Polikliniek voor ehlers-danlossyndroom

Eén keer per maand vindt in het UMCG de polikliniek voor ehlers-danlossyndroom plaats. Een klinisch geneticus onderzoek en beoordeelt, soms in overleg met andere specialisten, of er mogelijk sprake is van het ehlers-danlossyndroom of een gerelateerde bindweefselaandoening.

Verwijscriteria

In maart 2017 zijn de nieuwe criteria voor de verschillende typen ehlers-danlossyndroom (EDS) gepubliceerd. Met de komst van deze nieuwe criteria is nog duidelijker geworden dat de meeste patiënten met hypermobiliteit (al dan niet in combinatie met geassocieerde gewrichtsklachten) niet naar de afdeling Klinische Genetica verwezen hoeven te worden. Het is namelijk gebleken dat een aanzienlijk deel van de patiënten met een onjuist verwachtingspatroon naar onze afdeling komt. De diagnose EDS wordt meestal niet gesteld en slechts zelden is er indicatie voor DNA-onderzoek.

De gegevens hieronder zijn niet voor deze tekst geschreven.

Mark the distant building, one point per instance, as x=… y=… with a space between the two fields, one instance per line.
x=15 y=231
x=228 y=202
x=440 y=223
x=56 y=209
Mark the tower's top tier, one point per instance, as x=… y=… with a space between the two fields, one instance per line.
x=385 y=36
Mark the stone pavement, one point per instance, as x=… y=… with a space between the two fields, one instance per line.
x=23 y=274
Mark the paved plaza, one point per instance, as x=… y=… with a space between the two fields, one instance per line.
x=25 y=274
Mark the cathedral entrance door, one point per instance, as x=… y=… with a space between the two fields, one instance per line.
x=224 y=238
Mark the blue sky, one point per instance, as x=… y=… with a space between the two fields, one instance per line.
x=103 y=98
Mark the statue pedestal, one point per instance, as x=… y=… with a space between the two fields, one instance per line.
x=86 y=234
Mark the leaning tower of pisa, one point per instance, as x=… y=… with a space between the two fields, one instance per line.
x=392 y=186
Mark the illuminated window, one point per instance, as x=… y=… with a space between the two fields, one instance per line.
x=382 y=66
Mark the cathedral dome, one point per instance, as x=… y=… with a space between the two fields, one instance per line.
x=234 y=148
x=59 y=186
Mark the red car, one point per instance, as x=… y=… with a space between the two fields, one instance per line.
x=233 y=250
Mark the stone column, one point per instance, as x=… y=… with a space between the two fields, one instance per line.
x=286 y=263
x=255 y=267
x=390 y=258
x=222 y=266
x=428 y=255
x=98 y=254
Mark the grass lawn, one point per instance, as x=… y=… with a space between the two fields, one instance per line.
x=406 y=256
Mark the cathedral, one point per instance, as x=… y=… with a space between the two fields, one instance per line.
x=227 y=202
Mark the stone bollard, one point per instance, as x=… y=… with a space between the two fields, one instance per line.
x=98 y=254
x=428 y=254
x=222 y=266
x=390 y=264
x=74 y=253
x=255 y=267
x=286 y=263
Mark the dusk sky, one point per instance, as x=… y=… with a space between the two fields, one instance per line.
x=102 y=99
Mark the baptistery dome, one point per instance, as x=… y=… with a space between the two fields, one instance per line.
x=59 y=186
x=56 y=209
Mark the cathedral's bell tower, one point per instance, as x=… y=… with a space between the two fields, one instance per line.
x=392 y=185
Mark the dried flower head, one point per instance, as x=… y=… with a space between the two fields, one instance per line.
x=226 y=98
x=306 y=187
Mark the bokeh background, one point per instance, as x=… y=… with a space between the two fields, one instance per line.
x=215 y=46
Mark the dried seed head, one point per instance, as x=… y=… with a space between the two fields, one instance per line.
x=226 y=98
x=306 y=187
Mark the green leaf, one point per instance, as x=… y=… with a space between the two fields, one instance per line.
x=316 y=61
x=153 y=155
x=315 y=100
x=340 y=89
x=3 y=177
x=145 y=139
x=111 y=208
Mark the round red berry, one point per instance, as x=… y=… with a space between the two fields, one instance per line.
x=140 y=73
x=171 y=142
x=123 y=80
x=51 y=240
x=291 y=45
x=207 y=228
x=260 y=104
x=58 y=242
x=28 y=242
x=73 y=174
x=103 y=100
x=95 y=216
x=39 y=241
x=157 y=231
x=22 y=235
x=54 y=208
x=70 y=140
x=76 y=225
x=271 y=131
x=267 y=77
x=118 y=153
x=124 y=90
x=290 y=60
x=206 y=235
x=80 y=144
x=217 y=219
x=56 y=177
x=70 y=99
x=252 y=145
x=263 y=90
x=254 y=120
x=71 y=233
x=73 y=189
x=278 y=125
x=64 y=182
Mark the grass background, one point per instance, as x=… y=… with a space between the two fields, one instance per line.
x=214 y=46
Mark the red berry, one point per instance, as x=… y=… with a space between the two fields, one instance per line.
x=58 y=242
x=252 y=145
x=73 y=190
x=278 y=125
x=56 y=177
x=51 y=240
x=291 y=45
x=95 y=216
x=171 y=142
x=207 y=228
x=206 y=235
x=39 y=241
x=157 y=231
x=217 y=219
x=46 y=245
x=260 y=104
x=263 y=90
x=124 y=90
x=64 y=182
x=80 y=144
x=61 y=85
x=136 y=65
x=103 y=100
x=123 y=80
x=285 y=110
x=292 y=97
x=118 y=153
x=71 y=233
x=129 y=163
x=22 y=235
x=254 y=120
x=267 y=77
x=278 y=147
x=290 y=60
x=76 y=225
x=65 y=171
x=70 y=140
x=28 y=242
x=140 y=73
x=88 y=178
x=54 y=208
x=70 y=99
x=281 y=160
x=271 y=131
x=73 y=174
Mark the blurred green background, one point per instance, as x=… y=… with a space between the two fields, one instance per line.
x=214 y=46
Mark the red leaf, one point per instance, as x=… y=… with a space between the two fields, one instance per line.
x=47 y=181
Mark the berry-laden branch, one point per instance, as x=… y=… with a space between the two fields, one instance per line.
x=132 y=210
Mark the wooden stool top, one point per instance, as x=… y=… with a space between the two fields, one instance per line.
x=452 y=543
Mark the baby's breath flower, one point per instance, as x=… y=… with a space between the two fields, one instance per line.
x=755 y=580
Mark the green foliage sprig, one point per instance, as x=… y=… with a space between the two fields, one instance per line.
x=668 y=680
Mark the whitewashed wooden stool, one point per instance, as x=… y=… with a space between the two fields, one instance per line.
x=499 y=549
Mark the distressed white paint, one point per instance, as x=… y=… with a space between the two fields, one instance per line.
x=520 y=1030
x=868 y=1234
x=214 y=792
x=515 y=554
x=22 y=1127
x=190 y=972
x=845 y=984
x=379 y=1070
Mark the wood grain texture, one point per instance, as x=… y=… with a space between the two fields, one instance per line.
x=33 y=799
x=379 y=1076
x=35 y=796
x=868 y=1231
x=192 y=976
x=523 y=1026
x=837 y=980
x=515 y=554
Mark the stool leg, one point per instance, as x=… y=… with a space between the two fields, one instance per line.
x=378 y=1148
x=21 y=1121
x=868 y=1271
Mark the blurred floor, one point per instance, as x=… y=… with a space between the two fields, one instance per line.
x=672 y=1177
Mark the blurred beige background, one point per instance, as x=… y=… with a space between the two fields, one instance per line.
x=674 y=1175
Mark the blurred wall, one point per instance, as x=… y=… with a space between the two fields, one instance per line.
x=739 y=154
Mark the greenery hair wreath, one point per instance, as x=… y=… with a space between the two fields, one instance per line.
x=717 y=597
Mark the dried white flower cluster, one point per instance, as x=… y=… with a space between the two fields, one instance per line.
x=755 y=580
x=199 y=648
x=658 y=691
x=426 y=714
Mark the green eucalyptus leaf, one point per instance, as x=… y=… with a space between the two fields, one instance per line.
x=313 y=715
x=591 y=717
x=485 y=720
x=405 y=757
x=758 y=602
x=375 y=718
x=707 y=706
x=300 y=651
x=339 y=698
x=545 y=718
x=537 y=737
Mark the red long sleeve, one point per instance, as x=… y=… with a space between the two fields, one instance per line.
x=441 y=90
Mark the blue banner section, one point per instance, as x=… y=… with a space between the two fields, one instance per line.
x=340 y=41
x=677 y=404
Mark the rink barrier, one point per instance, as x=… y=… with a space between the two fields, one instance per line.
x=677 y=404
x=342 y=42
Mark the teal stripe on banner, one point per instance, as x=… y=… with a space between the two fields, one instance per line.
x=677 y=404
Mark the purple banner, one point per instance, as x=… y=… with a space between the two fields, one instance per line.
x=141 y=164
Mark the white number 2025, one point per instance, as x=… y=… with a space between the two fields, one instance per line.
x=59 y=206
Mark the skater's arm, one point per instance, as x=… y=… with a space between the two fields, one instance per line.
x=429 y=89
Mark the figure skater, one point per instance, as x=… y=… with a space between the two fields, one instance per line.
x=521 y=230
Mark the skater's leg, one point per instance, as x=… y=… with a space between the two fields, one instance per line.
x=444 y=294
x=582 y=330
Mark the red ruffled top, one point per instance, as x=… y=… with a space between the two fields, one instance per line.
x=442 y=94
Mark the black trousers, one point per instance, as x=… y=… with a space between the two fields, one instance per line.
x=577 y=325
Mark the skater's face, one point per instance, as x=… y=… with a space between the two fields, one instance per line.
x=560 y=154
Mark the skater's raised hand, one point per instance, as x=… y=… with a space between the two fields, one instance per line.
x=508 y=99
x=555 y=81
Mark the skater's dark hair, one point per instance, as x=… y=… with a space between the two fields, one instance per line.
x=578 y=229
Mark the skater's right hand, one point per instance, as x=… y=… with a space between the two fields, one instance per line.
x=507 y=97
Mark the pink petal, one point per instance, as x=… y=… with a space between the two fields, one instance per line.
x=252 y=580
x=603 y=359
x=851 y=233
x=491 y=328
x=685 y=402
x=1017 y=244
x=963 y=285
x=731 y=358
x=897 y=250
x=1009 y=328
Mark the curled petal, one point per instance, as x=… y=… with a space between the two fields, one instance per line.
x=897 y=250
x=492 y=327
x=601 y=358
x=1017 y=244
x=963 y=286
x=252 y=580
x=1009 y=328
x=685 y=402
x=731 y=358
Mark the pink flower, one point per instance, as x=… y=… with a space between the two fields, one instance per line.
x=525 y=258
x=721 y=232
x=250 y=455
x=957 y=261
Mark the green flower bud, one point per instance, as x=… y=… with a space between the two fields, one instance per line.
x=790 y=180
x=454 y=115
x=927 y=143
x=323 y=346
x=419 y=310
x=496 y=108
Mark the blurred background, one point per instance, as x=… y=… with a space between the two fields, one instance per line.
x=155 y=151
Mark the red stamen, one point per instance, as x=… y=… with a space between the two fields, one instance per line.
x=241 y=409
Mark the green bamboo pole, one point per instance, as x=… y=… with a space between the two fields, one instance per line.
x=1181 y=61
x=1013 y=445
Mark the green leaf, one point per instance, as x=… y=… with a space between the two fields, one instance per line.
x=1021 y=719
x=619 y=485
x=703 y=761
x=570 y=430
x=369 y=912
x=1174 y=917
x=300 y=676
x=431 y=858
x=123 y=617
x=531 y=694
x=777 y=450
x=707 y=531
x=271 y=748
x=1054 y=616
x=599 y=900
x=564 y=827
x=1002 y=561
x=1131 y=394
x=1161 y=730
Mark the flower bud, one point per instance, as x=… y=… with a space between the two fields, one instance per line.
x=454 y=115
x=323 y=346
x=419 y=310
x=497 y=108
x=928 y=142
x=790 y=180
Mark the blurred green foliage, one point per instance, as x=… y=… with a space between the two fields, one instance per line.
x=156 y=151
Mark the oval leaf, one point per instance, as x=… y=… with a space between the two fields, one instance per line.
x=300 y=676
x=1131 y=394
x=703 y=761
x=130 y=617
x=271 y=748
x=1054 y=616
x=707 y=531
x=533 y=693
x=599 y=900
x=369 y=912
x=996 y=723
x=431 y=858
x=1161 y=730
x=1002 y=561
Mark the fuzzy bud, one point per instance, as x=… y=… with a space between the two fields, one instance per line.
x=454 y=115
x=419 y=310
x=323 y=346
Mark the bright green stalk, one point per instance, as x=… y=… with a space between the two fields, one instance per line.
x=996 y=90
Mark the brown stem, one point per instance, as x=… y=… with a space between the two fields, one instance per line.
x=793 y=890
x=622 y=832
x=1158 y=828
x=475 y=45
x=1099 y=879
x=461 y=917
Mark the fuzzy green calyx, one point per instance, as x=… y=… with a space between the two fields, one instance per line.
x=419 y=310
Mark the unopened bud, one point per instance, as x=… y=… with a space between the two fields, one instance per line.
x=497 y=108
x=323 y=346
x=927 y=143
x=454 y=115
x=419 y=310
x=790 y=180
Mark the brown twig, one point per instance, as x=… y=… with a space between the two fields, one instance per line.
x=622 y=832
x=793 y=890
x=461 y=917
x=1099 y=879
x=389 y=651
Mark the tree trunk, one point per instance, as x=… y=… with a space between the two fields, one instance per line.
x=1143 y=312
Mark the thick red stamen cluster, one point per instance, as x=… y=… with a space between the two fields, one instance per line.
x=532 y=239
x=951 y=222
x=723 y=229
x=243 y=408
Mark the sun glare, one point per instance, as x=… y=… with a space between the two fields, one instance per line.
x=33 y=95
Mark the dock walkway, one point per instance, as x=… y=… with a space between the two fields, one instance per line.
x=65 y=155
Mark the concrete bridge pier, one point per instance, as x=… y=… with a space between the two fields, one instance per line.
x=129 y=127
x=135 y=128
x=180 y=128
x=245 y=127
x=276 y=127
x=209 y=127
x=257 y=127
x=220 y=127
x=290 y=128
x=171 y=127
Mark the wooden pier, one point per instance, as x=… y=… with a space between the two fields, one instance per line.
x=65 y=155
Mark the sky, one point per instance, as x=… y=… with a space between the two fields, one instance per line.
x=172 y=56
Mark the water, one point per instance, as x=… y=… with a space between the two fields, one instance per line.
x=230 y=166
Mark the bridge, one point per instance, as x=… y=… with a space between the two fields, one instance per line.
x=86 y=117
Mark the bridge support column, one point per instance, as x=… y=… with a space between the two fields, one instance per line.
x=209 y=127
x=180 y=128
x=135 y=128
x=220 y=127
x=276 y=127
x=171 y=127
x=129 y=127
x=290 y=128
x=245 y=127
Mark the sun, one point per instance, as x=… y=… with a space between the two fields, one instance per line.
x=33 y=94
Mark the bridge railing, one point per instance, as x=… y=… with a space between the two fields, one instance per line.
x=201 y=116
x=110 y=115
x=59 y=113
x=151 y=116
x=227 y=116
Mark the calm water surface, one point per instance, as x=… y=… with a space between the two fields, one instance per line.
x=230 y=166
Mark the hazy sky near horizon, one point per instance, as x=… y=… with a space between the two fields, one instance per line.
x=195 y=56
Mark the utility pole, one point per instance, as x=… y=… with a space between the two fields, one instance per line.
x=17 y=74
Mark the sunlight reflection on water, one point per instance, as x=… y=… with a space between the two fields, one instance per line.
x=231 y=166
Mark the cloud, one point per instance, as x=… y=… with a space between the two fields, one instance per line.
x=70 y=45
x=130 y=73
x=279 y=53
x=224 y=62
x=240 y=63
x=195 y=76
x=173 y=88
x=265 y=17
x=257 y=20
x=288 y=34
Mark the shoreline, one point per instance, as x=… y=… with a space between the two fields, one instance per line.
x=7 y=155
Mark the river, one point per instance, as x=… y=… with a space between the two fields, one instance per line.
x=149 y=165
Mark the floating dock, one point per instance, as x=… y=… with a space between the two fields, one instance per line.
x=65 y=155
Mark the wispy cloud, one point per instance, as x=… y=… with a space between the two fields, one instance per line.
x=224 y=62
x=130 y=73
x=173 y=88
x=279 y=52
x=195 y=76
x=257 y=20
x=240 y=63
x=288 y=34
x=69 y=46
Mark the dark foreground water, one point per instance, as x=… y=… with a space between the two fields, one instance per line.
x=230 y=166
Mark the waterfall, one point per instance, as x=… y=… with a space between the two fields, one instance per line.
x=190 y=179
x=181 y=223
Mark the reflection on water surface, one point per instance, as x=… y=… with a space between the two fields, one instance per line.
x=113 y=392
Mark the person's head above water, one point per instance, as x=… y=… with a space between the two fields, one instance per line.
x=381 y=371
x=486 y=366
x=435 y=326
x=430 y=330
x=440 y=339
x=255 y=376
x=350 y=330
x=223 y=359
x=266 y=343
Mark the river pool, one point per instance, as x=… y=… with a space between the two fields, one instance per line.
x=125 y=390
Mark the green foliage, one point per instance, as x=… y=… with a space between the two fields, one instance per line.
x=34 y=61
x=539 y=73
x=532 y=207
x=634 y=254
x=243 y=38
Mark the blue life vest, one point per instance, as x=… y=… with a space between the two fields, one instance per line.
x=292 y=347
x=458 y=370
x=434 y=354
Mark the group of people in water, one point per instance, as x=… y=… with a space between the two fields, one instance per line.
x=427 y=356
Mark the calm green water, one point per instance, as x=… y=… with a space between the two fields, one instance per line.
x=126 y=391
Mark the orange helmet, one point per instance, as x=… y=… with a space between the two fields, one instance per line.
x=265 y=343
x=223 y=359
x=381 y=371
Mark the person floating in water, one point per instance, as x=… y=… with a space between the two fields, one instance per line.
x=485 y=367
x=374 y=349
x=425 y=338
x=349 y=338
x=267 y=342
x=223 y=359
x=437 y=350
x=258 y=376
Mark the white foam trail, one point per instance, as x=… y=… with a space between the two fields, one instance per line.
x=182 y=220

Patiënten met hypermobiliteit die wel verwezen kunnen worden naar de afdeling Klinische Genetica zijn patiënten bij wie sprake is van hypermobiliteit in combinatie met één of meerdere van de onderstaande verschijnselen:

  • Huidafwijkingen passend bij klassiek EDS: zoals een opvallend elastische huid of duidelijk afwijkende (vloeipapierdunne) littekens
  • Ontwikkelingsachterstand/verstandelijke beperking, al dan niet met bijzondere uiterlijke kenmerken
  • Aangeboren hartafwijkingen (of andere grote aangeboren orgaanafwijkingen)
  • Verwijding of scheuren van de aorta (grote lichaamsslagader) of een andere slagader op relatief jonge leeftijd (of het voorkomen hiervan bij familieleden)
  • Skeletafwijkingen zoals contracturen, ernstige scoliose of een afwijkende vorm van de borstkas
  • Een duidelijk te grote of te kleine lichaamslengte
  • Gehoorverlies (zonder andere oorzaak)
  • Oogafwijkingen: bijvoorbeeld lens(sub)luxatie of netvliesloslatingen
  • Interne problemen: darmperforatie of op jonge leeftijd verzakkingen van de organen

Patiënten met hypermobiliteit zonder bovengenoemde afwijkingen heeft de klinisch geneticus weinig te bieden. Ditzelfde geldt voor patiënten bij wie eerder al de diagnose hypermobiliteitssyndroom is gesteld. DNA-diagnostiek is niet mogelijk/zinvol en voor behandeling of begeleiding is verwijzing naar een reumatoloog, revalidatiearts, ergotherapeut en/of fysiotherapeut zinvoller. Ook bij eventuele kinderwens bij deze patiënten is er geen indicatie voor verwijzing naar de klinische genetica.